Doctor of Philosophy (PhD)



First Advisor

Jane Meza

Second Advisor

Yeongjin Gwon

Third Advisor

Fang Yu

Fourth Advisor

Kendra Schmid


Biomedical count data such as the number of seizures for epilepsy patients, number of new tumors at each visit or the number vomiting after each chemo-radiation for the cancer patients are common. Often these counts are measured longitudinally from patients or within clusters in multi-site trials. The Poisson and negative binomial models may not be adequate when data exhibit over or under-dispersion, respectively.

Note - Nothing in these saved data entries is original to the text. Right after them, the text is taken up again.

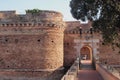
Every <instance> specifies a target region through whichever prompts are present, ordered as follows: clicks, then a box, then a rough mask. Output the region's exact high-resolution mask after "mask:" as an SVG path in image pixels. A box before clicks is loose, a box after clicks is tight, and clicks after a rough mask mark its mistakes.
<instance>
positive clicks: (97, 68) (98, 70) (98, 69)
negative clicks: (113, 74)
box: [96, 64, 119, 80]
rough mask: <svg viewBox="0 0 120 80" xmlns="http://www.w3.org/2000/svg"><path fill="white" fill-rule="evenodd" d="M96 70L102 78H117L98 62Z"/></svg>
mask: <svg viewBox="0 0 120 80" xmlns="http://www.w3.org/2000/svg"><path fill="white" fill-rule="evenodd" d="M96 70H97V71H98V72H99V73H100V74H101V76H102V77H103V79H104V80H119V79H118V78H117V77H115V76H114V75H112V74H111V73H110V72H108V71H107V70H106V69H105V68H103V67H102V66H101V65H100V64H96Z"/></svg>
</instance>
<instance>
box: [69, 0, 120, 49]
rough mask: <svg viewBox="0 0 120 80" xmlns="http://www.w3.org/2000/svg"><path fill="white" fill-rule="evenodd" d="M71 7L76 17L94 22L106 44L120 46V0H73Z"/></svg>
mask: <svg viewBox="0 0 120 80" xmlns="http://www.w3.org/2000/svg"><path fill="white" fill-rule="evenodd" d="M70 7H71V14H72V16H73V17H74V18H75V19H77V20H82V21H85V20H86V19H87V20H90V21H92V22H93V24H92V26H93V28H94V29H95V30H100V31H101V33H102V36H103V40H104V43H105V44H112V46H117V47H119V48H120V0H71V2H70Z"/></svg>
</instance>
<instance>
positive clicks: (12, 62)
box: [0, 12, 65, 80]
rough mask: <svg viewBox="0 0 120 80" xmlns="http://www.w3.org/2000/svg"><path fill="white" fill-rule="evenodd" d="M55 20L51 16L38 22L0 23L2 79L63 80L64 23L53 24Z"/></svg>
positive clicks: (58, 18)
mask: <svg viewBox="0 0 120 80" xmlns="http://www.w3.org/2000/svg"><path fill="white" fill-rule="evenodd" d="M51 13H52V12H51ZM54 13H55V12H54ZM56 14H59V13H56ZM46 15H47V13H46ZM60 15H61V14H60ZM54 16H55V15H54ZM54 16H51V17H50V15H49V17H48V18H47V17H46V18H44V19H42V18H41V21H38V22H31V21H30V22H21V21H20V22H16V23H15V22H1V23H0V76H1V75H3V76H5V77H8V78H9V79H12V78H13V77H17V76H18V77H21V78H22V77H26V79H27V78H28V80H29V77H30V76H33V77H38V78H39V79H41V80H48V79H49V78H51V79H50V80H59V79H60V76H61V75H62V74H63V37H64V33H63V31H64V28H65V23H64V22H63V21H61V19H62V18H61V17H59V16H58V19H57V20H54V21H53V19H56V18H54ZM56 17H57V15H56ZM59 18H60V19H59ZM48 19H49V20H48ZM11 73H13V74H11ZM33 73H34V74H35V76H34V75H32V74H33ZM37 73H39V75H37ZM25 74H26V75H25ZM56 77H57V79H55V78H56ZM58 77H59V79H58ZM13 80H14V79H13ZM33 80H34V79H33Z"/></svg>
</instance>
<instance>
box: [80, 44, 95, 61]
mask: <svg viewBox="0 0 120 80" xmlns="http://www.w3.org/2000/svg"><path fill="white" fill-rule="evenodd" d="M92 52H93V51H92V48H91V47H90V46H87V45H86V46H83V47H82V48H81V49H80V60H81V63H92V59H93V53H92Z"/></svg>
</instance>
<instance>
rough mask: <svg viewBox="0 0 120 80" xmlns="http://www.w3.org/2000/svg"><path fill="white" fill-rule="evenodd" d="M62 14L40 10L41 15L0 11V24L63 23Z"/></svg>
mask: <svg viewBox="0 0 120 80" xmlns="http://www.w3.org/2000/svg"><path fill="white" fill-rule="evenodd" d="M62 18H63V16H62V14H61V13H59V12H56V11H48V10H40V12H39V13H31V12H26V14H24V15H21V14H16V11H0V23H4V22H6V23H8V22H40V21H55V22H58V21H62Z"/></svg>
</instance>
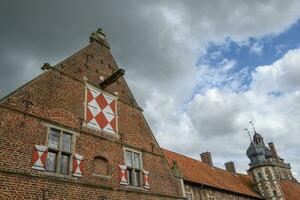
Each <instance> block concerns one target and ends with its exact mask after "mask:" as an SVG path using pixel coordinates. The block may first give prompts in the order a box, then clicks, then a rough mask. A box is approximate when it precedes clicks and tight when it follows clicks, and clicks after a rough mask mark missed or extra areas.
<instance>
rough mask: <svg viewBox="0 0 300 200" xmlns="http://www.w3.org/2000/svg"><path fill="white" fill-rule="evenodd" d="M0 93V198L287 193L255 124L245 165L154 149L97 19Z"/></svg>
mask: <svg viewBox="0 0 300 200" xmlns="http://www.w3.org/2000/svg"><path fill="white" fill-rule="evenodd" d="M42 70H43V71H44V72H43V73H42V74H41V75H40V76H38V77H36V78H35V79H33V80H32V81H30V82H28V83H27V84H25V85H23V86H22V87H20V88H18V89H17V90H15V91H14V92H12V93H11V94H9V95H7V96H6V97H4V98H3V99H1V100H0V119H1V122H0V135H1V137H0V158H1V159H0V180H1V181H0V199H4V200H5V199H24V198H25V199H51V200H52V199H95V200H96V199H97V200H108V199H112V200H120V199H126V200H136V199H145V200H153V199H157V200H160V199H167V200H173V199H176V200H177V199H194V200H196V199H200V200H206V199H207V200H216V199H232V200H233V199H235V200H237V199H267V200H269V199H286V200H296V199H297V198H298V197H300V185H299V183H298V182H297V181H296V180H295V178H294V177H293V175H292V173H291V171H290V169H291V167H290V165H289V164H287V163H285V162H284V160H283V159H282V158H281V157H279V155H278V153H277V152H276V149H275V146H274V144H273V143H269V148H268V147H266V146H265V144H264V140H263V137H262V136H261V135H260V134H258V133H255V135H254V137H253V141H251V143H250V146H249V148H248V150H247V156H248V157H249V159H250V168H249V170H248V174H238V173H237V172H236V170H235V167H234V163H233V162H228V163H226V169H227V170H223V169H220V168H217V167H214V166H213V162H212V158H211V154H210V153H209V152H206V153H203V154H201V158H202V161H198V160H194V159H192V158H188V157H186V156H184V155H180V154H178V153H175V152H171V151H169V150H166V149H162V148H161V147H160V146H159V144H158V143H157V141H156V139H155V137H154V134H153V133H152V131H151V129H150V127H149V126H148V124H147V122H146V120H145V119H144V117H143V114H142V111H143V110H142V109H141V108H140V107H139V105H138V104H137V102H136V100H135V98H134V96H133V94H132V93H131V91H130V89H129V87H128V85H127V84H126V81H125V79H124V77H123V76H124V74H125V70H123V69H121V68H119V67H118V66H117V64H116V62H115V60H114V58H113V56H112V55H111V53H110V45H109V43H108V40H107V38H106V36H105V34H104V33H103V32H102V30H101V29H98V30H97V31H95V32H93V33H92V34H91V36H90V44H88V45H87V46H86V47H85V48H83V49H82V50H80V51H78V52H77V53H75V54H74V55H72V56H71V57H69V58H67V59H65V60H64V61H62V62H60V63H58V64H57V65H55V66H51V65H50V64H49V63H45V64H44V65H43V66H42Z"/></svg>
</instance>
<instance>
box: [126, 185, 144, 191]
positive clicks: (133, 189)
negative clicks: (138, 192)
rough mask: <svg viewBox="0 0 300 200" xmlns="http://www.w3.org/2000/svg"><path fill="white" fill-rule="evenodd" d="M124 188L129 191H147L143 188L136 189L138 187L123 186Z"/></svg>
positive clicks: (129, 185)
mask: <svg viewBox="0 0 300 200" xmlns="http://www.w3.org/2000/svg"><path fill="white" fill-rule="evenodd" d="M124 188H126V189H130V190H141V191H149V190H148V189H145V188H143V187H138V186H133V185H125V186H124Z"/></svg>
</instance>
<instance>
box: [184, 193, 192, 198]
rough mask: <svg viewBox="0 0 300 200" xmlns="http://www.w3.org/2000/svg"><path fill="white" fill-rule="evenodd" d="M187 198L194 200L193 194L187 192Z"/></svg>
mask: <svg viewBox="0 0 300 200" xmlns="http://www.w3.org/2000/svg"><path fill="white" fill-rule="evenodd" d="M185 197H187V200H193V196H192V194H191V193H189V192H186V193H185Z"/></svg>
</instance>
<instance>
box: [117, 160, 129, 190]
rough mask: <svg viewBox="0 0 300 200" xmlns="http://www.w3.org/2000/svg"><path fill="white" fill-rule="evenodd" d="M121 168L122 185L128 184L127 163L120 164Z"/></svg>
mask: <svg viewBox="0 0 300 200" xmlns="http://www.w3.org/2000/svg"><path fill="white" fill-rule="evenodd" d="M119 168H120V184H121V185H128V182H127V167H126V165H119Z"/></svg>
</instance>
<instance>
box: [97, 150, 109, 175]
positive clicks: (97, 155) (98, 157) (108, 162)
mask: <svg viewBox="0 0 300 200" xmlns="http://www.w3.org/2000/svg"><path fill="white" fill-rule="evenodd" d="M95 159H100V160H102V161H106V162H107V173H108V174H106V175H104V174H97V173H95V172H94V167H95V163H94V161H95ZM110 168H111V166H110V164H109V162H108V159H107V158H106V157H104V156H101V155H97V156H94V158H93V176H96V177H100V178H111V171H110Z"/></svg>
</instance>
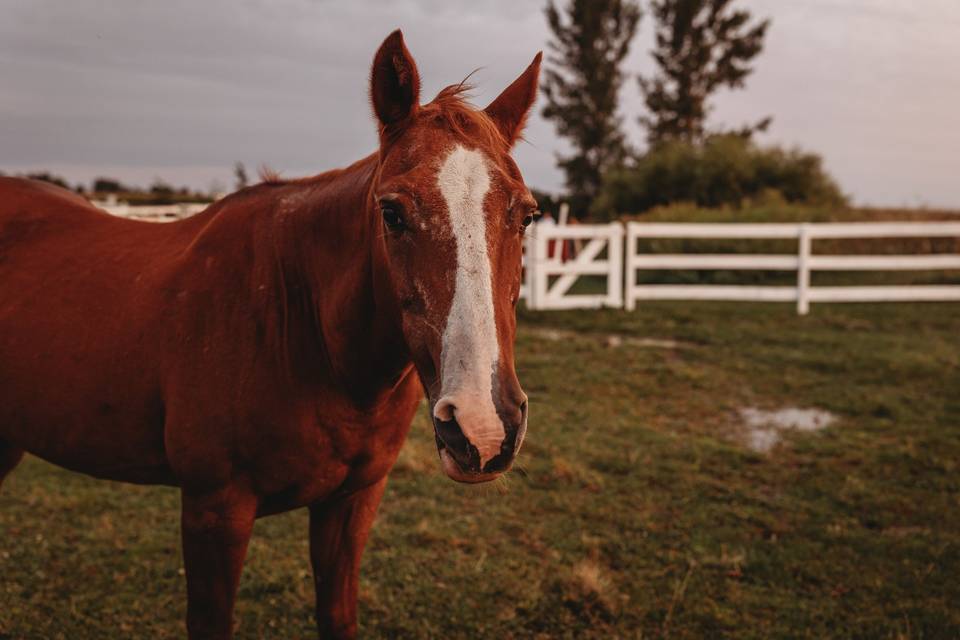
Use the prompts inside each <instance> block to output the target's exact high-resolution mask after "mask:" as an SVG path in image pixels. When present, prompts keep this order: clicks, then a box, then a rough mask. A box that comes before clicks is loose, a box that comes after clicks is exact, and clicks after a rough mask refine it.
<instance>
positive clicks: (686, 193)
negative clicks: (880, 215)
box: [591, 135, 847, 220]
mask: <svg viewBox="0 0 960 640" xmlns="http://www.w3.org/2000/svg"><path fill="white" fill-rule="evenodd" d="M675 202H689V203H693V204H696V205H698V206H702V207H724V206H726V207H730V206H732V207H740V206H742V205H744V204H747V203H756V202H763V203H771V204H772V203H776V202H786V203H802V204H812V205H825V206H846V204H847V199H846V196H844V195H843V193H842V192H841V191H840V188H839V187H838V186H837V184H836V182H834V180H833V178H831V177H830V176H829V175H828V174H827V173H826V172H825V171H824V169H823V164H822V161H821V159H820V156H818V155H816V154H812V153H805V152H802V151H799V150H789V151H788V150H784V149H781V148H779V147H759V146H757V145H755V144H753V143H752V142H750V141H749V140H747V139H745V138H743V137H740V136H736V135H720V136H713V137H710V138H708V139H707V140H706V141H705V142H704V143H703V144H699V145H693V144H689V143H682V142H672V143H667V144H664V145H661V146H658V147H656V148H655V149H652V150H651V151H648V152H647V153H646V154H644V155H642V156H640V157H639V158H637V159H636V161H635V162H634V164H633V165H632V166H627V167H622V168H620V169H615V170H612V171H610V172H608V173H607V175H606V176H604V185H603V188H602V189H601V192H600V195H599V197H597V199H596V200H594V202H593V205H592V206H591V217H593V218H595V219H603V220H609V219H612V218H614V217H616V216H617V215H619V214H621V213H640V212H644V211H647V210H649V209H651V208H653V207H656V206H662V205H667V204H671V203H675Z"/></svg>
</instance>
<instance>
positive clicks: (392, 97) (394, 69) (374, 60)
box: [370, 29, 420, 127]
mask: <svg viewBox="0 0 960 640" xmlns="http://www.w3.org/2000/svg"><path fill="white" fill-rule="evenodd" d="M419 98H420V74H419V73H417V64H416V63H415V62H414V61H413V56H411V55H410V52H409V51H407V47H406V46H405V45H404V44H403V34H402V33H400V30H399V29H397V30H396V31H394V32H393V33H391V34H390V35H389V36H387V39H386V40H384V41H383V44H381V45H380V48H379V49H378V50H377V55H376V56H374V58H373V68H372V69H371V70H370V101H371V102H373V111H374V113H376V114H377V119H378V120H380V124H382V125H383V126H385V127H387V126H390V125H394V124H397V123H398V122H401V121H402V120H404V119H406V118H408V117H410V116H411V115H413V113H414V112H415V111H416V109H417V106H418V105H419Z"/></svg>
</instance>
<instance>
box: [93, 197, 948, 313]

On the contrary, a variety of dispersion conditions in count data can be captured by Conway-Maxwell Poisson (CMP) model.

This doctoral dissertation relegates to developing a statistical methodology to model longitudinal count data distributed as CMP via mixed effect modeling approach. We propose a Bayesian CMP regression model. Specifically, we develop a regression model with random intercept and slope to capture heterogeneity among subjects and dependence over time. In addition, a Bayesian generalized additive mixed effect model based on CMP is proposed by assuming a non-linear shape of the functional relationship between mean of longitudinal response and covariates. Case studies demonstrating the usefulness of the proposed methodology by using real life clinical trial data are also presented. We apply an adaptive variant of Hamiltonian MCMC to carry out Bayesian computation. The Deviance Information Criterion (DIC), along with other Bayesian model assessment criteria such as (LPML), (WAIC), (LOO) are used for model comparisons.

Both in simulation studies and real data analysis, we conclude that in terms of model fitting, CMP models outperform the competing models when data exhibit dispersion.